Videopath’s Picks: ASOS goes interactive

This week’s Videopath Pick is from ASOS, an online fashion store in the UK. Directed by Pensacola Studio, the video has all the trappings of a classic fashion shoot: sweet amps, a synth, strutting models.

But behind the conventional fashion shoot backdrop, there’s a heavy dose of the fantastical.

The plot, insofar as there is one, revolves around a magic amplifier that — once plugged in– elevates the fashion shoot to an otherworldly level. A male model exits the scene by floating upwards. Two other models vanish with the point of a finger. Gravity is optional. The models move through the film set in a quest to unplug the amplification and return the shoot to  “normal.”

Interactivity adds the meta-surreal kick: the video’s viewers can toggle between five color options using a thin color selector bar on the video, to watch the same scenes play out in a different color. Once again, the models are subject to forces out of their control…this time, not because of the magic amplifier, but because the viewer has the power to change the model’s clothes and accessories at will. Like many other interactive videos, the final decisions about the video’s palette and story line are left for the viewer to decide, rather than the director.
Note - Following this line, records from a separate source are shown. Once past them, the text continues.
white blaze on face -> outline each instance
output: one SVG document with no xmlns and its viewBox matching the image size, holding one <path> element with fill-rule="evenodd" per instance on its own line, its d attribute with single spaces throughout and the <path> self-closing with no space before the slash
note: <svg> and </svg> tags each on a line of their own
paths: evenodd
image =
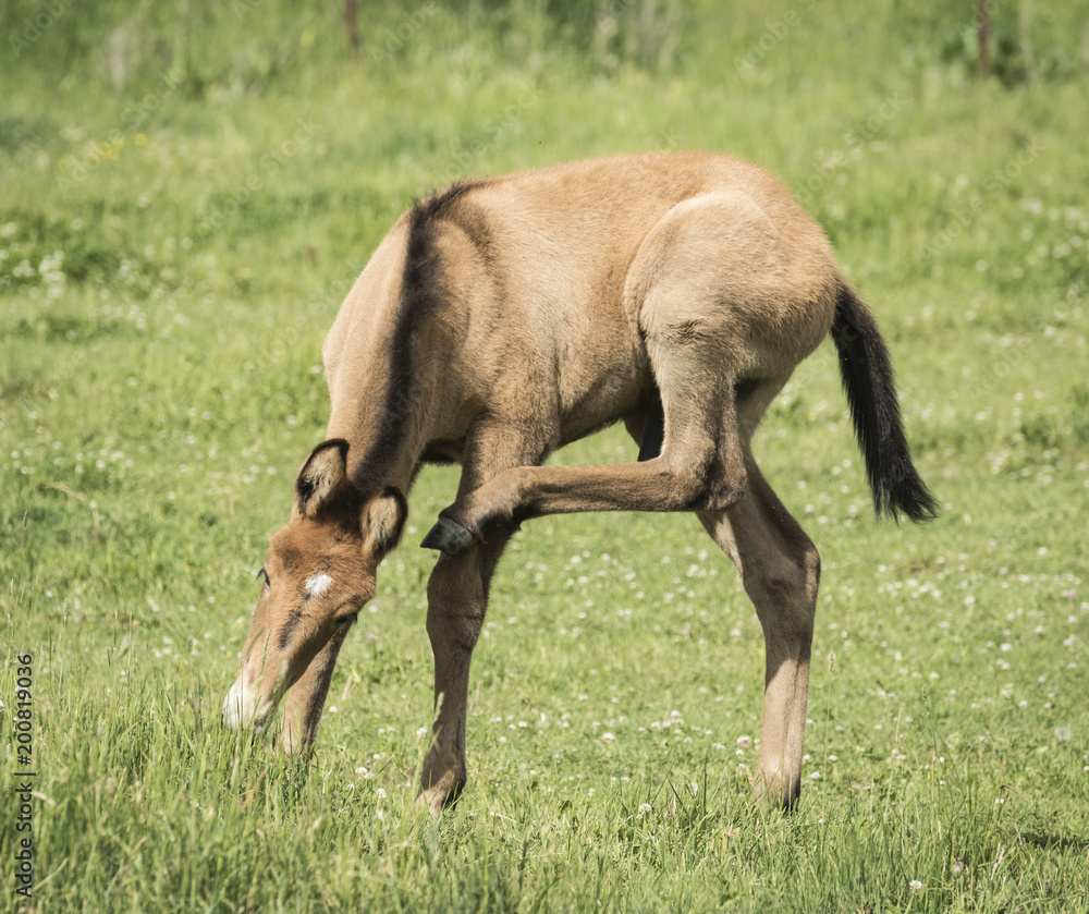
<svg viewBox="0 0 1089 914">
<path fill-rule="evenodd" d="M 309 597 L 320 597 L 333 586 L 333 580 L 328 574 L 313 574 L 306 578 L 303 593 Z"/>
<path fill-rule="evenodd" d="M 280 673 L 277 677 L 276 688 L 271 695 L 264 698 L 260 695 L 260 687 L 257 683 L 246 682 L 245 672 L 238 674 L 237 680 L 227 693 L 223 699 L 223 722 L 236 730 L 240 727 L 254 727 L 258 732 L 264 728 L 265 722 L 272 716 L 281 696 L 286 692 L 287 685 L 287 661 L 280 665 Z"/>
</svg>

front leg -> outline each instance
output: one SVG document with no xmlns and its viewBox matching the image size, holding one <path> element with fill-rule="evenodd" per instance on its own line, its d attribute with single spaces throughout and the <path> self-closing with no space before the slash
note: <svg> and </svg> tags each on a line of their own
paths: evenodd
<svg viewBox="0 0 1089 914">
<path fill-rule="evenodd" d="M 350 624 L 338 626 L 337 631 L 318 651 L 287 692 L 287 703 L 283 712 L 283 723 L 280 727 L 280 747 L 284 752 L 308 750 L 318 735 L 318 721 L 326 706 L 329 694 L 329 682 L 332 680 L 333 668 L 337 666 L 337 655 L 347 636 Z"/>
<path fill-rule="evenodd" d="M 427 634 L 435 654 L 435 722 L 417 803 L 438 816 L 465 787 L 469 662 L 480 637 L 488 588 L 510 534 L 442 556 L 427 585 Z"/>
</svg>

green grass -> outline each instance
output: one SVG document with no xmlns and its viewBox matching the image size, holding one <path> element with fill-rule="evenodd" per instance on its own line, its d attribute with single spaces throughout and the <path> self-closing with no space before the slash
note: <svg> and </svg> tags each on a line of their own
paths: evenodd
<svg viewBox="0 0 1089 914">
<path fill-rule="evenodd" d="M 37 771 L 33 899 L 5 801 L 4 903 L 1087 910 L 1084 11 L 1035 4 L 1026 60 L 996 3 L 978 82 L 952 9 L 707 3 L 628 40 L 614 4 L 600 52 L 590 3 L 559 23 L 531 2 L 360 5 L 356 64 L 337 4 L 272 0 L 178 21 L 62 4 L 0 63 L 5 796 L 20 653 Z M 5 7 L 9 47 L 38 10 Z M 475 655 L 469 789 L 438 825 L 415 813 L 415 544 L 452 468 L 412 493 L 314 757 L 224 732 L 253 572 L 322 436 L 321 340 L 396 216 L 465 174 L 668 147 L 755 159 L 825 226 L 944 505 L 872 520 L 819 350 L 757 443 L 823 560 L 795 814 L 748 800 L 751 606 L 698 524 L 650 515 L 515 538 Z M 610 429 L 559 459 L 634 455 Z"/>
</svg>

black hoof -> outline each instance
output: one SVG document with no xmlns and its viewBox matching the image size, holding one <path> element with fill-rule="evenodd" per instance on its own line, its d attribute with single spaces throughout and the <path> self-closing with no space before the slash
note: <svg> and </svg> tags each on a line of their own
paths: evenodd
<svg viewBox="0 0 1089 914">
<path fill-rule="evenodd" d="M 476 537 L 457 521 L 451 521 L 450 517 L 439 517 L 419 545 L 424 549 L 440 549 L 451 556 L 456 556 L 470 546 L 476 546 Z"/>
</svg>

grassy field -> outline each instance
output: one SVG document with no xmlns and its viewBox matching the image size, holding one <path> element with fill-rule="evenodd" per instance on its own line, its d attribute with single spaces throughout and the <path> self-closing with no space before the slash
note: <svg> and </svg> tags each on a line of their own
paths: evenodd
<svg viewBox="0 0 1089 914">
<path fill-rule="evenodd" d="M 368 2 L 355 62 L 327 5 L 0 13 L 4 905 L 1089 910 L 1084 7 L 995 2 L 978 80 L 970 2 Z M 314 757 L 224 732 L 370 251 L 457 176 L 651 148 L 759 161 L 824 224 L 944 505 L 872 520 L 823 345 L 757 442 L 823 560 L 798 809 L 748 800 L 762 639 L 729 561 L 690 517 L 586 515 L 513 541 L 468 791 L 417 815 L 415 544 L 453 468 Z M 559 459 L 634 456 L 610 429 Z"/>
</svg>

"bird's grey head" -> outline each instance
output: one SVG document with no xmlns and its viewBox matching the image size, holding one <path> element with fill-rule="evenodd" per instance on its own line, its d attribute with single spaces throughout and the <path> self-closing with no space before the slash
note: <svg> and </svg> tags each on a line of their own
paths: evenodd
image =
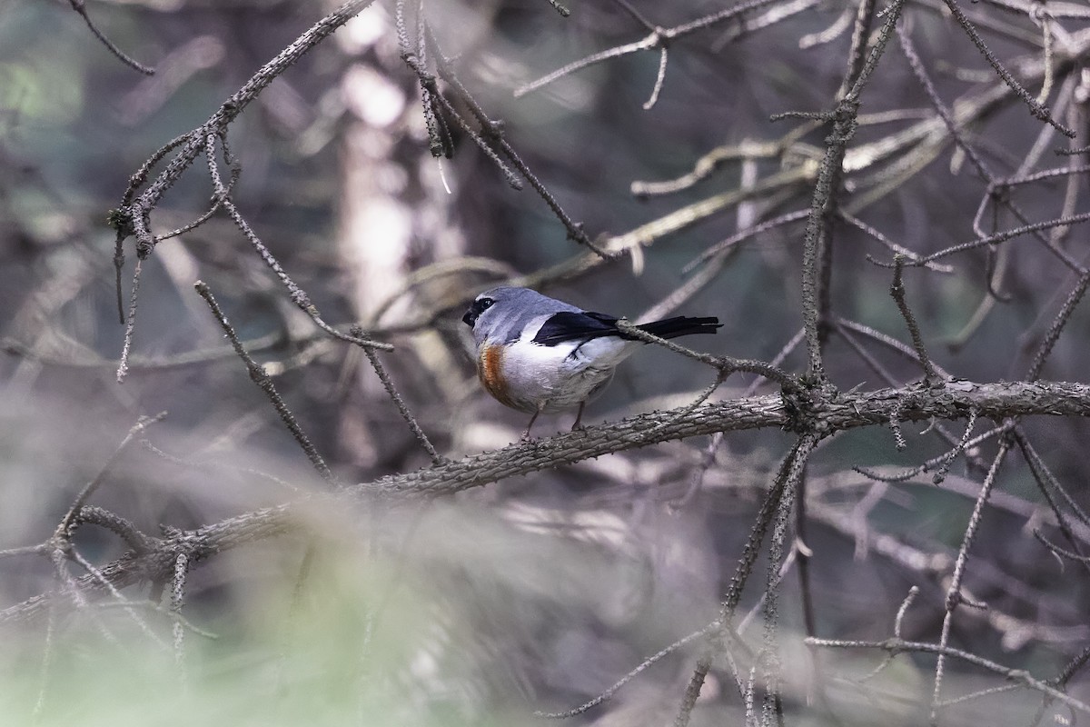
<svg viewBox="0 0 1090 727">
<path fill-rule="evenodd" d="M 462 322 L 473 329 L 477 346 L 486 340 L 509 343 L 535 318 L 561 311 L 577 312 L 579 308 L 529 288 L 501 287 L 477 295 Z"/>
</svg>

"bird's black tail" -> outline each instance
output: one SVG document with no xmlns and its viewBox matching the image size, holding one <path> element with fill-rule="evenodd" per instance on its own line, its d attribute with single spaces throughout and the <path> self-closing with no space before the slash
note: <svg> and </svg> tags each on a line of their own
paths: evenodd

But ASOS succeeds where other interactive videos haven’t. Unlike Honda’s interactive video, in which instructions on how to “interact” with the video appear on the screen, ASOS has found a more elegant way to introduce the viewer to their new interactive powers.

Instructions appear on Honda’s video for how to interact with the video


mouse pointer
ASOS runs through all the interactivity options


The ASOS video subtly “introduces” the video’s interactivity to the viewer in the first seconds of the video, as an old school mouse pointer clicks through all the color options, providing a quick overview of each shoot’s beginning. In a field where interactive video often needs to explicitly explain its interactivity – ASOS goes farther than most videos by integrating interactivity into the video from both a conceptual and a user-experience perspective.